Sarah Armstrong (March 18, 1883 – August 12, 1957) was a fiddle player and tunesmith from Pennsylvania. She left behind many fiddle tunes that are still widely played today.

==Biography==
Armstrong was born Sarah Gray on March 18, 1883 in Pennsylvania into a musical family. Many of her relatives were part of a band called the Gray Boys. They often hosted dances during which they played music for friends and family. Sarah's Uncle Laney, being the most successful of all the Grays, began teaching her to play the fiddle when she was just five years old. In 1899, Sarah married Charles Armstrong, who also had a love of music. They taught their children to play music, although none carried the tradition into their adult lives.

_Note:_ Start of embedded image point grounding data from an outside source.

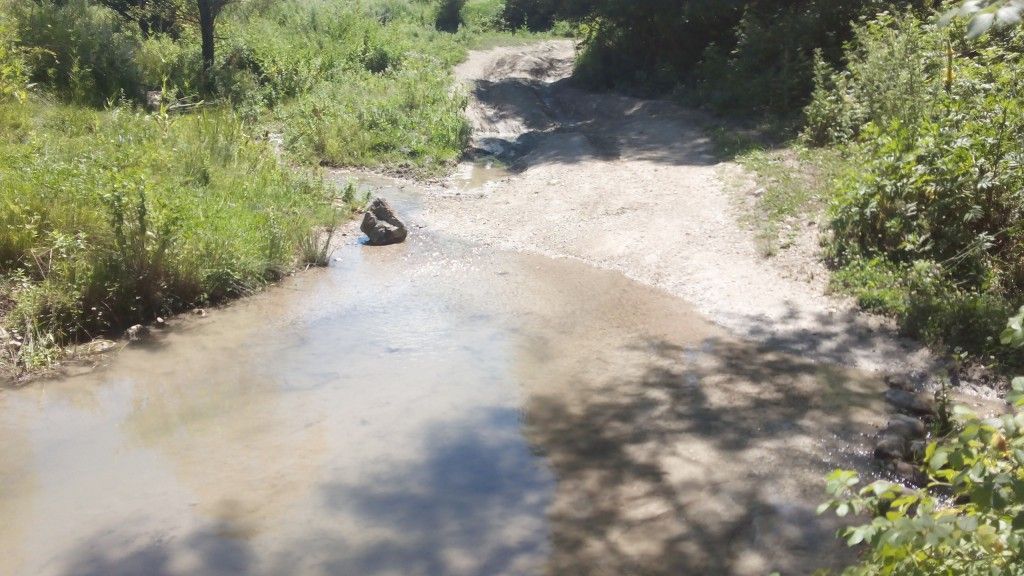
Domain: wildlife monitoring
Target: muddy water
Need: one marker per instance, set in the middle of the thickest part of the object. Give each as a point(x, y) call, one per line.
point(430, 408)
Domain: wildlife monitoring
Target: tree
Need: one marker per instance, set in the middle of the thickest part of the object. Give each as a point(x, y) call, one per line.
point(986, 14)
point(167, 16)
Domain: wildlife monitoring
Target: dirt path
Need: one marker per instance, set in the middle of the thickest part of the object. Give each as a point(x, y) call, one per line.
point(634, 186)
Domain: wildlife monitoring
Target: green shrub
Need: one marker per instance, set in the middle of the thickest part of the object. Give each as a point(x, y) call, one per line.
point(894, 73)
point(970, 521)
point(940, 184)
point(449, 16)
point(114, 217)
point(13, 69)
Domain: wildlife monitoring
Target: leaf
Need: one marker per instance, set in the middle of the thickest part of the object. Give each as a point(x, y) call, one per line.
point(980, 25)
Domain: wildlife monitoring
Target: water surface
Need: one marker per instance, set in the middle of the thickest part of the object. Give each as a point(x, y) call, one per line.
point(430, 408)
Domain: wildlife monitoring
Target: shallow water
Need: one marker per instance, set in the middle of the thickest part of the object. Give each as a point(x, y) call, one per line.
point(430, 408)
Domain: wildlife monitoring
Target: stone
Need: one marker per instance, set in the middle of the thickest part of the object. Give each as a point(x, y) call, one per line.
point(381, 224)
point(918, 449)
point(136, 333)
point(899, 382)
point(908, 474)
point(154, 99)
point(910, 403)
point(905, 426)
point(891, 447)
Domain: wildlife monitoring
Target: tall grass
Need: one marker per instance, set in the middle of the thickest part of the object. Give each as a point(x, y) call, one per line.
point(346, 82)
point(115, 217)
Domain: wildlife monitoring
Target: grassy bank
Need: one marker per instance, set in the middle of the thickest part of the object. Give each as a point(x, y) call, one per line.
point(909, 153)
point(114, 217)
point(116, 213)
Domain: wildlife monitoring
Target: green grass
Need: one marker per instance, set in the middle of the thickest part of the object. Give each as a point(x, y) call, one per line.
point(113, 217)
point(793, 183)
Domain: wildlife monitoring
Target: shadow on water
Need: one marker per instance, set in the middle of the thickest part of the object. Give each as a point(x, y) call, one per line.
point(436, 409)
point(663, 475)
point(709, 460)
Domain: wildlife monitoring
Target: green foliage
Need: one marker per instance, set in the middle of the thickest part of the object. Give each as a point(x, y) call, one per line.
point(931, 227)
point(114, 217)
point(894, 72)
point(13, 69)
point(450, 15)
point(736, 55)
point(970, 521)
point(346, 82)
point(987, 14)
point(1014, 334)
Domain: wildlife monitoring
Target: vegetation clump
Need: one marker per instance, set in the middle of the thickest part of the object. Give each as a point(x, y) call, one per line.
point(930, 228)
point(120, 206)
point(970, 521)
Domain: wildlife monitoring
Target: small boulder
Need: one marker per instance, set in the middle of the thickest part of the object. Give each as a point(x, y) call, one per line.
point(137, 333)
point(910, 403)
point(918, 449)
point(905, 426)
point(98, 345)
point(381, 224)
point(908, 474)
point(891, 447)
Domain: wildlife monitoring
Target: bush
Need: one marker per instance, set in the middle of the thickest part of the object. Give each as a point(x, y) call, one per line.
point(450, 15)
point(940, 186)
point(894, 73)
point(13, 70)
point(971, 519)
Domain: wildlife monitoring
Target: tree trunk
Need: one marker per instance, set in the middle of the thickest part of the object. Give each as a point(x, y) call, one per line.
point(206, 16)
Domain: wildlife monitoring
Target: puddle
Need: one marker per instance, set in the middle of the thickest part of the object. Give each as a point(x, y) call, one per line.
point(430, 408)
point(479, 174)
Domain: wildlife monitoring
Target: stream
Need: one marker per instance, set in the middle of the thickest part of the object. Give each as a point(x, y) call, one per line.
point(430, 408)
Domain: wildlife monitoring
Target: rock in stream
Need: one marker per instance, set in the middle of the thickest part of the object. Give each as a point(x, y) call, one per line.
point(381, 224)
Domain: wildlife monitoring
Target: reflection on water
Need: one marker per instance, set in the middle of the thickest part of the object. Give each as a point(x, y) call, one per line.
point(429, 408)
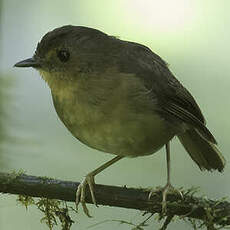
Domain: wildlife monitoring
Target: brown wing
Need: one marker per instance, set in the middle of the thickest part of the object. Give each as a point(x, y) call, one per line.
point(178, 102)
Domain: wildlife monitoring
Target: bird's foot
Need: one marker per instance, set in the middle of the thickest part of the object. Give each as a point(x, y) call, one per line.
point(81, 190)
point(165, 190)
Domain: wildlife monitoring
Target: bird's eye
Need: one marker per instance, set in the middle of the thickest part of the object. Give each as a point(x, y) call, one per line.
point(63, 55)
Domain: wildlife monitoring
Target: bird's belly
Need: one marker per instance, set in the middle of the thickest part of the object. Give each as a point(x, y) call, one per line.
point(129, 138)
point(132, 136)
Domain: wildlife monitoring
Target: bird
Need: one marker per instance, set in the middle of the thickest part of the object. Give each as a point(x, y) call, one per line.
point(121, 98)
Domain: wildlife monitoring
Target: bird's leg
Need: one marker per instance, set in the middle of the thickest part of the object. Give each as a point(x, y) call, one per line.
point(168, 187)
point(89, 179)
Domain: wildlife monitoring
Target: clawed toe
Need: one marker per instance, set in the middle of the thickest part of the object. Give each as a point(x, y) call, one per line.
point(81, 190)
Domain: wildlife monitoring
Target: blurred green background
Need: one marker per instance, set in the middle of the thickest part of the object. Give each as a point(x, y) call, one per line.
point(191, 35)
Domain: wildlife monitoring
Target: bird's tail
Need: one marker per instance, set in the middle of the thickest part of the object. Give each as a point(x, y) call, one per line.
point(202, 151)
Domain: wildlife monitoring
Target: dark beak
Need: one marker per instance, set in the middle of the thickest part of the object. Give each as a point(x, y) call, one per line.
point(30, 62)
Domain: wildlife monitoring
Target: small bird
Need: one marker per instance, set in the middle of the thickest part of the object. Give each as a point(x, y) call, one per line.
point(119, 97)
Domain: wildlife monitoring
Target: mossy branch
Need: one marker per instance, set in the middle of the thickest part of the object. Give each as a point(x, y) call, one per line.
point(209, 211)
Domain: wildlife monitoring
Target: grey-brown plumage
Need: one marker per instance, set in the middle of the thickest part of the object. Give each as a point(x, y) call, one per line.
point(120, 97)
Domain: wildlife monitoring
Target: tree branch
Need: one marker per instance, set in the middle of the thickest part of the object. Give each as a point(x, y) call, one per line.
point(209, 211)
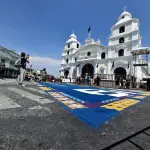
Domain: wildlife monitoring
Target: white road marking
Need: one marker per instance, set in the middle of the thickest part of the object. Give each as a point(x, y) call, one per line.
point(7, 81)
point(30, 96)
point(40, 107)
point(6, 102)
point(36, 90)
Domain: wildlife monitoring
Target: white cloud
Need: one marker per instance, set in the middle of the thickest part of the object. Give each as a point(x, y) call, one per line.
point(52, 65)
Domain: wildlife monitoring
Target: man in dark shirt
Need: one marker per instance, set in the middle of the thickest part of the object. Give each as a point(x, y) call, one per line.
point(23, 62)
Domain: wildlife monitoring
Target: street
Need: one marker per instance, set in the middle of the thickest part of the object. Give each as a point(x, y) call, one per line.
point(31, 120)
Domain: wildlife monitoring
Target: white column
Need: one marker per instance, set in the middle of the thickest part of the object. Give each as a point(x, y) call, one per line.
point(108, 67)
point(78, 71)
point(95, 70)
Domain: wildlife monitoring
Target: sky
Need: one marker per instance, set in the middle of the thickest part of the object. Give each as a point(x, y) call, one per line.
point(41, 27)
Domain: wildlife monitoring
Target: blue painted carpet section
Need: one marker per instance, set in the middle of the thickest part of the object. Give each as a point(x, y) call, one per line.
point(95, 117)
point(69, 89)
point(93, 113)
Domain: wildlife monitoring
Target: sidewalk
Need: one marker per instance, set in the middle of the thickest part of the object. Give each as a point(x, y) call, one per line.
point(5, 80)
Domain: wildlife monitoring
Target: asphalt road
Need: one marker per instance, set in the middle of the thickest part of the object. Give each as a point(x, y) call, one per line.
point(30, 120)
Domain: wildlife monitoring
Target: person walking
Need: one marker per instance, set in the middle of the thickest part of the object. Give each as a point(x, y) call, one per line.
point(117, 82)
point(22, 68)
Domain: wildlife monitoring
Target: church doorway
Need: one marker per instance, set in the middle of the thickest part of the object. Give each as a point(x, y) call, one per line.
point(120, 72)
point(66, 73)
point(87, 68)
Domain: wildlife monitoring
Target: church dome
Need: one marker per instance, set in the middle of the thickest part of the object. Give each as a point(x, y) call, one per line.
point(89, 41)
point(73, 36)
point(125, 14)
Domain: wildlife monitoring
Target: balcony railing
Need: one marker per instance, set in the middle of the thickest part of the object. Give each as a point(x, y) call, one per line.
point(87, 57)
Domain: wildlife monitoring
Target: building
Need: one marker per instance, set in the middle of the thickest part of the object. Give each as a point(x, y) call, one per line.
point(7, 60)
point(94, 58)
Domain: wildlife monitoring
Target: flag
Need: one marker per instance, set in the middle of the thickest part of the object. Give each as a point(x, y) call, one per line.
point(113, 64)
point(89, 29)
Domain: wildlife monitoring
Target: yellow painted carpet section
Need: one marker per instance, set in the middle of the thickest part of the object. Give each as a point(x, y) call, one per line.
point(121, 105)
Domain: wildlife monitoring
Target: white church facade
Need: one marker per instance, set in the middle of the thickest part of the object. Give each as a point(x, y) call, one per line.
point(94, 58)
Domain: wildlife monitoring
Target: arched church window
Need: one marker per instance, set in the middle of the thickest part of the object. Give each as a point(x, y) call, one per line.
point(3, 61)
point(103, 55)
point(102, 70)
point(121, 40)
point(67, 61)
point(68, 45)
point(89, 54)
point(121, 52)
point(122, 29)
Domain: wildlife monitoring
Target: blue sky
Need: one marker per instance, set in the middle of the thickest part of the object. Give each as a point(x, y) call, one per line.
point(41, 27)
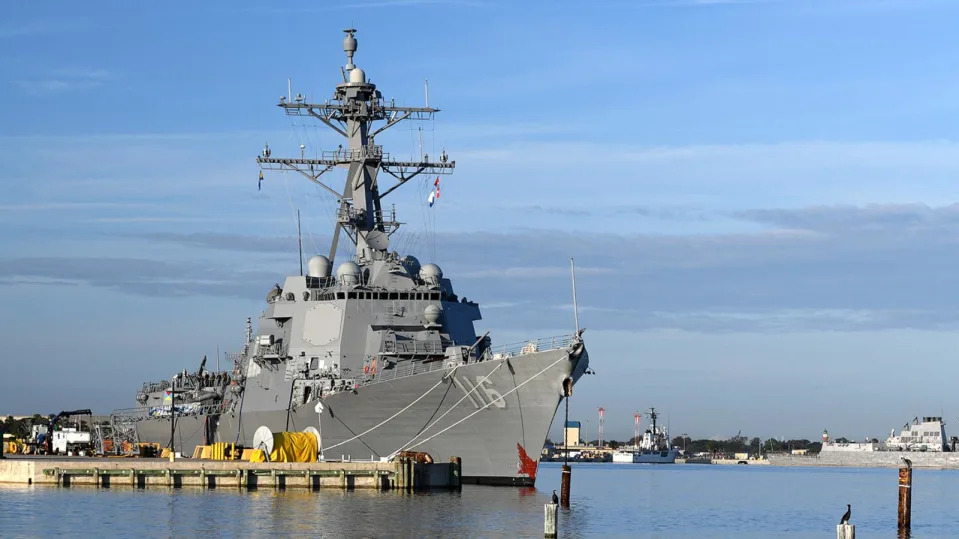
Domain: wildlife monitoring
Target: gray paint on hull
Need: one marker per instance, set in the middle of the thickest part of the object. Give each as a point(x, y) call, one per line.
point(487, 441)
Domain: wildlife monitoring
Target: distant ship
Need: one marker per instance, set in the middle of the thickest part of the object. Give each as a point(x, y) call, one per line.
point(928, 435)
point(923, 441)
point(379, 354)
point(653, 447)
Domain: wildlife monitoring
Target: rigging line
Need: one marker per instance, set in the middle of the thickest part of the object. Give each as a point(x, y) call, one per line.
point(487, 405)
point(465, 396)
point(387, 420)
point(286, 183)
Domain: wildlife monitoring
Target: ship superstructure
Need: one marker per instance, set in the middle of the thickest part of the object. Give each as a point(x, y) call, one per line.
point(652, 448)
point(381, 356)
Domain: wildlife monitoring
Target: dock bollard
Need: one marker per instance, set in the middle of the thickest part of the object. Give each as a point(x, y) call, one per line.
point(550, 522)
point(905, 499)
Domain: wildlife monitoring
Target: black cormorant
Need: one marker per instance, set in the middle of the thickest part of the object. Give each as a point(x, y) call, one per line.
point(845, 517)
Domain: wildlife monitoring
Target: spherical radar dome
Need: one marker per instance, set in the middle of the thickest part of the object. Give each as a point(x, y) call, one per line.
point(348, 273)
point(319, 266)
point(431, 274)
point(412, 264)
point(432, 314)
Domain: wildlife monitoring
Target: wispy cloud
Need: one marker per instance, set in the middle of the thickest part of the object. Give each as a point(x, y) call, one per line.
point(66, 79)
point(42, 27)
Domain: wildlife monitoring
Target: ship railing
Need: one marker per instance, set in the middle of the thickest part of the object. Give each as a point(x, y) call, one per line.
point(403, 369)
point(372, 151)
point(150, 387)
point(272, 351)
point(401, 347)
point(132, 415)
point(529, 347)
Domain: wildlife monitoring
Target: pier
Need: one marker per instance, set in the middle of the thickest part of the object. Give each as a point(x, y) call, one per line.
point(402, 474)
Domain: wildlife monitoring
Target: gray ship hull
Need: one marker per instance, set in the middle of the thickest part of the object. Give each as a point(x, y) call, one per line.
point(494, 414)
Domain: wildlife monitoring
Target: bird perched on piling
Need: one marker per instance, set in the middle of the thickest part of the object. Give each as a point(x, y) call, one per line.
point(845, 517)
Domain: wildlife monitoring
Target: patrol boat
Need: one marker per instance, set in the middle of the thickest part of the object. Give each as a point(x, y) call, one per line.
point(652, 448)
point(381, 356)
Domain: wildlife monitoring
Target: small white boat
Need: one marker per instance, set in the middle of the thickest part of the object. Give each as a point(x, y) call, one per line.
point(654, 447)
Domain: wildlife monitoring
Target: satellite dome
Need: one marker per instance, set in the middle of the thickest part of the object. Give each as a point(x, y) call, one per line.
point(357, 76)
point(411, 264)
point(348, 273)
point(431, 274)
point(432, 314)
point(319, 266)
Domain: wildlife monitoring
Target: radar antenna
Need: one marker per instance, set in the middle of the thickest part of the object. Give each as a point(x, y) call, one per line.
point(355, 112)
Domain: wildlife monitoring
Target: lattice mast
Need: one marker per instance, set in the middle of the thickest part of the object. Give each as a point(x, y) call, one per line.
point(353, 112)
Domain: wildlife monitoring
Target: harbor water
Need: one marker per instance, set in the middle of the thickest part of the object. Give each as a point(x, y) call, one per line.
point(609, 500)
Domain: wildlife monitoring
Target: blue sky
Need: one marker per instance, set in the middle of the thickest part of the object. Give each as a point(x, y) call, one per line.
point(761, 195)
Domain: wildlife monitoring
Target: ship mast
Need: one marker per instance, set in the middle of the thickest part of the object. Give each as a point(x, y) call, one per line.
point(352, 112)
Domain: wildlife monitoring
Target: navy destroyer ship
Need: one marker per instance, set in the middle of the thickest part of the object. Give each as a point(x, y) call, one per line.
point(381, 355)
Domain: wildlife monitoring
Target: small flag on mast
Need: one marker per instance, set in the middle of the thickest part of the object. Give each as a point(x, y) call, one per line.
point(435, 192)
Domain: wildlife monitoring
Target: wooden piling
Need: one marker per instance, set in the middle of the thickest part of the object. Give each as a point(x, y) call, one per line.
point(905, 500)
point(550, 520)
point(456, 468)
point(564, 486)
point(845, 531)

In November 1943, Samuel Bayard, a professor at Penn State visited Armstrong twice. During these visits, he transcribed nearly 40 of her tunes by ear. These tunes would eventually become part of a book Bayard put together called Hill Country Tunes (1944), and they reappeared in another book he published called Dance to the Fiddle, March to the Fife. These books are not only collections of tunes, but also accounts of what Bayard's visits were like. While many of Armstrong's tunes were learned from her family, her versions were more reliable than those Bayard had collected earlier from her uncle Abraham. As Bayard records in his notes for No. 30 in Hill Country Tunes, Armstrong explained how Abraham got his tunes “all mixed up” late in life and did not play them the same way as when he was younger.